Für Linguisten sind alle Sprachvarianten erst einmal gleichwertig

So ging es an diesem Abend zum Beispiel um das „Kiezdeutsch“ – ein Soziolekt, der in urbanen multiethnischen Kontexten in Berlin verwendet wird. Fälschlicherweise wird Kiezdeutsch oft als „Migrantendeutsch“ bezeichnet, dabei sprechen es auch deutschstämmige Jugendliche. Die grammatischen Besonderheiten des Soziolekts lassen sich vor allem aus dem Deutschen erklären, dazu kommen arabische und türkische Elemente. Kiezdeutsch wird häufig im Kontrast zu einer bildungsbürgerlichen Symbolik von Hochdeutsch oder Standard-Deutsch genannt.

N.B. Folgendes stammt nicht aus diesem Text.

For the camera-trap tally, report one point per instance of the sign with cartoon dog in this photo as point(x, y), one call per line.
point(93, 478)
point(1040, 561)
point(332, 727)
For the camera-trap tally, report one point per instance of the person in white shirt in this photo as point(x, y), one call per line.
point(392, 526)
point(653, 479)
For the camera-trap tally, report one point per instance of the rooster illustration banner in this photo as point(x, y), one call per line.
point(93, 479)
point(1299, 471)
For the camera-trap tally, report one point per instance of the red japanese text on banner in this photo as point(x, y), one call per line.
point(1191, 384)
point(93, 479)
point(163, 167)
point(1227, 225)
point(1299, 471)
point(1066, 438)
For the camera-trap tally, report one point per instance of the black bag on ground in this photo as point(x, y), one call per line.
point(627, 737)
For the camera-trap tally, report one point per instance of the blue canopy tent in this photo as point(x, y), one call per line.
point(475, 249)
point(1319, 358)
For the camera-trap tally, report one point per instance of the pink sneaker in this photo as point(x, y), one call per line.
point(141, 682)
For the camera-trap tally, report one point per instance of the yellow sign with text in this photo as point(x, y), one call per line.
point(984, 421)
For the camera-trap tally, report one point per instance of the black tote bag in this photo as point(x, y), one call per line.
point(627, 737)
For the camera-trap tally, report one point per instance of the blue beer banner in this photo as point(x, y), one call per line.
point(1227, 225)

Doch für Linguisten sind alle Sprachvarianten erst einmal gleichwertig. Eine Bewertung, welche Art von Deutsch besser oder schlechter sei, lehnen sie grundsätzlich ab. Studien ergaben, dass Jugendliche, die Kiezdeutsch sprechen, durchaus in der Lage sind, ins Standard-Deutsche zu wechseln – sie unterhalten sich untereinander aber lieber in diesem Soziolekt.

Verschiedene linguistische Landschaften: Schon benachbarte Kieze unterscheiden sich voneinander

Fatih Özcan, wissenschaftlicher Mitarbeiter am Institut für Englische Philologie der Freien Universität Berlin, berichtete über die Methode der „Linguistic Landscape“, mit deren Hilfe er zwei unterschiedliche Gegenden in Berlin verglichen hat. Im Graefekiez in Kreuzberg und im nahegelegenen Reuterkiez in Neukölln fotografierte und kategorisierte er Beschilderungen, Aushänge und andere Schriftsprachen im öffentlichen Raum. „Soziale Struktur, Stadtentwicklung und sprachliche Vielfalt beeinflussen gleichermaßen die Sprachlandschaft in diesen Gebieten“, sagte Özcan.

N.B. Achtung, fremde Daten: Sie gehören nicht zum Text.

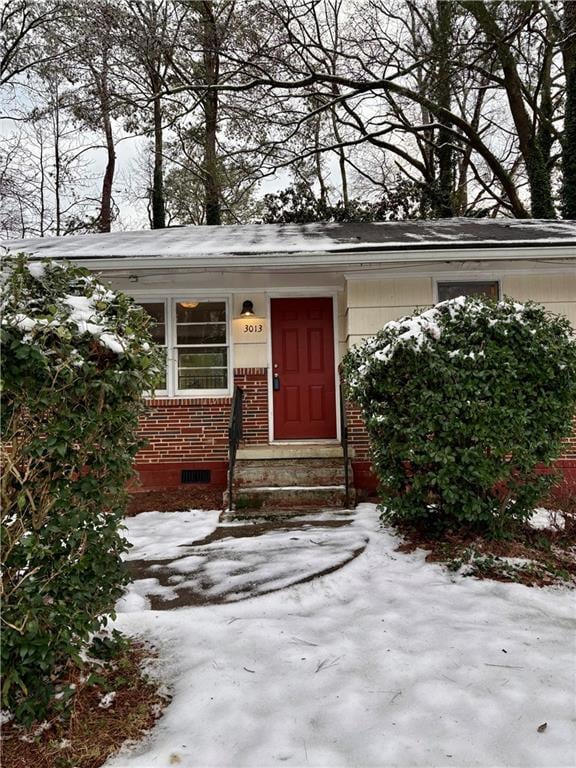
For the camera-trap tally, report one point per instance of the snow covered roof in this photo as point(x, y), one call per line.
point(239, 242)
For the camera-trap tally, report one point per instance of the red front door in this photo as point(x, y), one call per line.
point(303, 393)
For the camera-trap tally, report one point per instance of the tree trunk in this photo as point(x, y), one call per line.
point(57, 169)
point(105, 216)
point(537, 169)
point(569, 139)
point(444, 197)
point(211, 72)
point(158, 207)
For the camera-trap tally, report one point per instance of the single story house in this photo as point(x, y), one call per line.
point(271, 309)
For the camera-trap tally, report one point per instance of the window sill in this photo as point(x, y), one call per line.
point(184, 400)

So fand er im Graefekiez viele Hinweise darauf, dass sich die Anwohner für soziale Belange, Milieuschutz und die Integration von Minderheiten einsetzten. Im Reuterkiez dagegen entdeckte er eher politische Forderungen von marginalisierten Gruppen selbst.

Das Publikum der Veranstaltung erfuhr außerdem, dass die Kundschaft in Falafel-Restaurants gerne die arabische Sprache hört. So zeigten ethnografische Studien, dass urbane, bildungsorientierte Berliner und Berlinerinnen Falafel-Restaurants vorziehen, in denen diese sehr präsent ist. Sie verbinden dies mit größerer Authentizität. Italienische Restaurantbetreiber nutzen ihre Sprache gezielt, um ein bestimmtes Italienbild zu vermitteln und damit Kunden anzuziehen, wie die Analyse von Restaurantnamen, Speisekarten und narrativen Interviews ergab.

Weitere Informationen

Alle Beiträge der Veranstaltung sind Teil eines Buches mit dem Titel „Sociolinguistic Economy of  Berlin“, das auf einer gleichnamigen Tagung basiert, die im Herbst 2016 an der Freien Universität Berlin stattfand. Das Buch ist im Verlag de Gruyter erschienen.